Es wird wieder passieren, weil die SBB Opfer ihres eigenen Erfolgs sind. Weil zu gewissen Zeiten so viele Menschen Zug fahren wollen, dass das System sie nur noch aufnehmen könnte – wenn alles nach Plan läuft. Was aber nach Murphys Gesetz genau dann nicht passiert, wenn es wirklich notwendig wäre.

Der Taktfahrplan der Schweizer Bahnen sollte ja eigentlich in die Liste der Weltwunder aufgenommen werden. Mittlerweile ist er so dicht, dass sich eine Weichenstörung in Chiasso bis St. Gallen auswirken kann. Je komplexer ein Verkehrssystem, desto störungsanfälliger wird es. Und dann kommt es eben zu Verspätungen und überfüllten Wagen im ganzen Netz.

Die Alternative wäre: zurück zum Stundentakt auf den Hauptstrecken, zurück zu längeren Fahr- und Wendezeiten, die es ermöglichen, Verspätungen aufzuholen. Das will niemand.

Überfüllte Züge sind der Preis unserer Reisefreiheit.

Der öffentliche Verkehr in der Schweiz ist ein offenes System. Wer ein Billett für eine Strecke kauft, erwirbt das Recht, in einer bestimmten Zeitspanne jeden Zug oder Bus zu benützen, welcher auf dieser Strecke verkehrt. Meistens ist diese Zeitspanne ein Tag oder vier Tage bei internationalen Billetten. Lediglich Sparbillette sind an bestimmte Züge gebunden.

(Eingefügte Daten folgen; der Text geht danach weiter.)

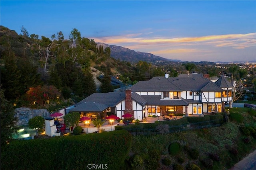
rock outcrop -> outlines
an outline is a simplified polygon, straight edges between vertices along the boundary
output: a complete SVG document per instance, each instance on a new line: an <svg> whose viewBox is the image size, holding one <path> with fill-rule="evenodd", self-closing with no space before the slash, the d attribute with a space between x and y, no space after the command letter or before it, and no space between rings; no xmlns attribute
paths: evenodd
<svg viewBox="0 0 256 170"><path fill-rule="evenodd" d="M20 107L16 109L14 111L16 113L15 117L18 118L16 125L18 126L27 126L28 120L38 116L44 118L49 117L50 114L46 109L31 109L27 107Z"/></svg>

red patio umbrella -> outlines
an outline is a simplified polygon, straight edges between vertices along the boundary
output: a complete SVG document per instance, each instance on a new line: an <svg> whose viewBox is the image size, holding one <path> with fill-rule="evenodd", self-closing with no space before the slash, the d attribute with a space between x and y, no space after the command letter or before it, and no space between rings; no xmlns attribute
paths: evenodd
<svg viewBox="0 0 256 170"><path fill-rule="evenodd" d="M132 117L133 116L133 115L131 115L130 113L126 113L124 115L122 115L122 117L123 117L124 118L126 118L126 117Z"/></svg>
<svg viewBox="0 0 256 170"><path fill-rule="evenodd" d="M107 119L119 119L120 118L114 115L111 115L106 118Z"/></svg>
<svg viewBox="0 0 256 170"><path fill-rule="evenodd" d="M81 118L80 118L80 119L79 120L79 121L89 121L90 119L91 119L91 118L90 118L90 117L82 117Z"/></svg>
<svg viewBox="0 0 256 170"><path fill-rule="evenodd" d="M52 113L52 115L50 115L50 116L51 117L58 117L58 116L60 116L63 115L63 114L60 113L60 112L56 112L54 113Z"/></svg>

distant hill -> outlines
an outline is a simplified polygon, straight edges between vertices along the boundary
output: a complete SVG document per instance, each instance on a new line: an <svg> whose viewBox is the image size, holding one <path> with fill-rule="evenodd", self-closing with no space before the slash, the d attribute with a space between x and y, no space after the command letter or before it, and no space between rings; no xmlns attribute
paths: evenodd
<svg viewBox="0 0 256 170"><path fill-rule="evenodd" d="M160 56L155 55L150 53L136 52L128 48L113 45L108 45L104 43L97 43L98 45L102 45L105 49L110 47L111 51L112 57L122 61L129 62L138 62L140 60L148 62L156 61L182 61L178 59L167 59Z"/></svg>

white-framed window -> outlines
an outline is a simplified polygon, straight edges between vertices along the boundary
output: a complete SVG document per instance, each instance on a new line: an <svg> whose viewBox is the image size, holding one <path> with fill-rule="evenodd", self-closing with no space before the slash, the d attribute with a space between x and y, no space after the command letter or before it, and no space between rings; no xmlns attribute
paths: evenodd
<svg viewBox="0 0 256 170"><path fill-rule="evenodd" d="M164 91L163 92L163 98L164 99L169 98L169 93L168 91Z"/></svg>

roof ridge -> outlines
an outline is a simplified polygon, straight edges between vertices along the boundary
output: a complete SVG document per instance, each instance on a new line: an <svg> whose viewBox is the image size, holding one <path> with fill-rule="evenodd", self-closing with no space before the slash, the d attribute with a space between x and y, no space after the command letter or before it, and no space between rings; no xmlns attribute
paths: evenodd
<svg viewBox="0 0 256 170"><path fill-rule="evenodd" d="M167 79L167 80L168 80L168 81L169 81L169 82L170 82L170 83L171 83L173 85L174 85L174 86L176 86L176 87L178 87L178 89L179 89L180 90L180 91L183 91L182 89L180 89L180 87L179 87L178 86L176 85L175 85L175 84L174 84L173 83L172 83L172 81L171 81L170 80L169 80L169 79L170 78L171 78L171 77L166 78L166 79ZM174 77L173 77L173 78L174 78ZM177 79L178 79L178 77L177 77Z"/></svg>

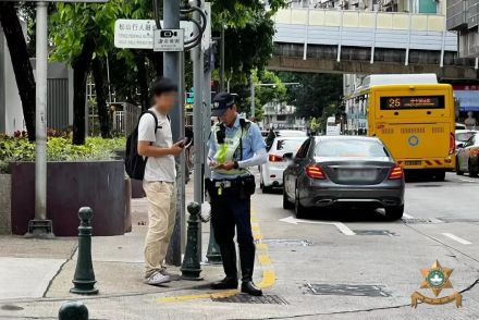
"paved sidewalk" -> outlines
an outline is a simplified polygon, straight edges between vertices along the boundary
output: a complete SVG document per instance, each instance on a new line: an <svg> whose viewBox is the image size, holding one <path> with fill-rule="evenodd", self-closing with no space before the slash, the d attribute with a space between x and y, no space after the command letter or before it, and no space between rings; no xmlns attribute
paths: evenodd
<svg viewBox="0 0 479 320"><path fill-rule="evenodd" d="M187 185L187 200L193 184ZM188 201L187 201L188 202ZM133 231L123 236L93 237L93 260L97 287L93 298L128 297L172 291L204 288L222 275L221 266L201 267L205 281L172 281L162 286L143 283L143 247L148 226L147 200L132 204ZM204 224L204 256L208 247L209 227ZM21 236L0 237L0 319L22 317L57 317L64 300L88 299L70 293L76 267L76 237L26 239ZM181 274L179 267L171 273ZM42 306L49 304L49 310ZM26 306L29 306L26 308Z"/></svg>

Neben der Schweiz haben auch Deutschland, Österreich und die osteuropäischen Staaten so ein offenes Ticketsystem, weil es Reisenden Flexibilität bietet. Der Nachteil: Jeder kann zu jeder Zeit fahren, jeder kann in einen vollen Zug drängen. So lange, bis das Zugpersonal die Evakuierung anordnet.

Anders in Italien, Frankreich oder teilweise Grossbritannien: für die superschnellen Züge wie Frecciarossa, TGV, Thalys oder Eurostar. Dort ist das Billett fix verbunden mit einer Sitzplatzreservierung, so wie im Flugzeug: Der Sitzplatz ist garantiert. Es gibt gut gefüllte, aber keine überfüllten Züge.

Es liegt auch an uns

Allerdings: Es gibt auch keine Möglichkeit, in letzter Minute die Reisepläne noch zu ändern, einen Zug später zu nehmen. Reservierungspflicht auf der Nord-Süd-Achse wäre möglich. Aber wollen wir wirklich gebunden sein an einen fixen Zug und einen fixen Sitzplatz?

Bahnfahren müsse so einfach werden wie Zähneputzen, sagte der ehemalige SBB-Chef Benedikt Weibel: Man sollte ohne viel Planung zum Bahnhof gehen und sich in den Zug setzen können. Die SBB wollen das beibehalten. Das sollten sie auch. Reservierungszwang würde die Reisefreiheit einschränken und der Bahn einen Vorteil gegenüber dem Flugzeug rauben.

Klar: Überfüllte Züge sind extrem unangenehm. Aber es liegt auch an uns Reisenden, diesen Zustand zu vermeiden. Indem wir Hauptreisezeiten vermeiden. Indem wir nicht in volle Waggons drängen, sondern ausnahmsweise auf den nächsten Zug warten. Der kommt ohnehin spätestens in einer halben Stunde.